Thank you for your answer. I succeed to make it work yesterday evening with the following env variable defined in my .bashrc file:

export LAGO_FRONT_URL=https://mydomainportal.com
export FRONT_PORT=8045
export LAGO_API_URL=https://mydomainportal-api.com
export API_PORT=3500

And below the nginx proxy config in front of lago to handle SSL/TLS connection:

server {
    server_name mydomainportal.com;

    location / {
        proxy_pass http://127.0.0.1:8045; # should match with the lago front port
        proxy_set_header Host $host;
        proxy_set_header X-Real-IP $remote_addr;
        proxy_set_header X-Forwarded-For $proxy_add_x_forwarded_for;
    }

    listen 443 ssl; # managed by Certbot
    ssl_certificate /etc/letsencrypt/live/mydomainportal.com/fullchain.pem; # managed by Certbot
    ssl_certificate_key /etc/letsencrypt/live/mydomainportal.com/privkey.pem; # managed by Certbot
    include /etc/letsencrypt/options-ssl-nginx.conf; # managed by Certbot
    ssl_dhparam /etc/letsencrypt/ssl-dhparams.pem; # managed by Certbot

}

server { server_name mydomainportal-api.com;

location / {
    proxy_pass http://127.0.0.1:3500; # should match with the lago api port
    proxy_set_header Host $host;
    proxy_set_header X-Real-IP $remote_addr;
    proxy_set_header X-Forwarded-For $proxy_add_x_forwarded_for;
}

listen 443 ssl; # managed by Certbot
ssl_certificate /etc/letsencrypt/live/mydomainportal-api.com/fullchain.pem; # managed by Certbot
ssl_certificate_key /etc/letsencrypt/live/mydomainportal-api.com/privkey.pem; # managed by Certbot
include /etc/letsencrypt/options-ssl-nginx.conf; # managed by Certbot
ssl_dhparam /etc/letsencrypt/ssl-dhparams.pem; # managed by Certbot

}

The SSL certificates was generated with the command below executed on the host machine:

sudo apt -y install certbot

sudo apt -y install python3-certbot-nginx

sudo certbot --nginx -d mydomainportal-api.com --non-interactive --agree-tos -m example@mydomain.com

sudo certbot --nginx -d mydomainportal.com --non-interactive --agree-tos -m example@mydomain.com

Hope this will help anyone that faced the SSL and Cors issues.

jdenquin commented 1 month ago

We will update our documentation this month on how to configure Lago with Docker and Traefik/Letsencrypt instead of Nginx

qvignaud commented 1 month ago

Hello @jdenquin ,

I finally got the stuff working but still feel a bit wrong in the way I'm achieving this.
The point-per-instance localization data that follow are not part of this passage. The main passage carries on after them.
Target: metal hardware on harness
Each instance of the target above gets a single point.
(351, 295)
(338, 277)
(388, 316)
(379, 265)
Actually I set up a Nginx Ingress controller in Kubernetes, a tricked a bit the config that way:

apiVersion: networking.k8s.io/v1
kind: Ingress
metadata:
  name: custom-lago-ingress
  annotations:    
    nginx.org/location-snippets: |
      add_header 'Access-Control-Allow-Origin' 'https://*.domain.tld';
      add_header 'Vary' 'Origin';
      add_header 'Access-Control-Allow-Methods' 'GET, PUT, POST, DELETE, OPTIONS';
      add_header 'Access-Control-Allow-Headers' 'DNT,Keep-Alive,User-Agent,X-Requested-With,If-Modified-Since,Cache-Control,Content-Type,Authorization,apollographql-client-name,apollographql-client-version,x-lago-organization,customer-portal-token';   
spec:
  rules:
    - host: "test-lago.domain.tld"
      http:
        paths:
          - path: /
            pathType: Prefix
            backend:
              service:
                name: lago-front-svc 
                port:
                  number: 80
    - host: "test-lago-api.domain.tld"
      http:
        paths:
          - path: /
            pathType: Prefix
            backend:
              service:
                name: lago-api-svc 
                port:
                  number: 3000

With Helm command: helm upgrade --install --set apiUrl=https://test-lago-api.domain.tld/ --set frontUrl=https://test-lago.domain.tld/ lago https://github.com/getlago/lago-helm-charts/archive/refs/tags/1.2.1.tar.gz

While it's sufficient for testing lago and making some trial, I'm not comfortable with this configuration (mainly because I'm not totally aware of what the nginx configuration change involves in terms of security).

Also –but it's maybe only me who is wrong– I didn't got a way to make front and API served on the same domain with path selection (nor with different ports), either the server returns 500/503 errors or still facing CORS issue.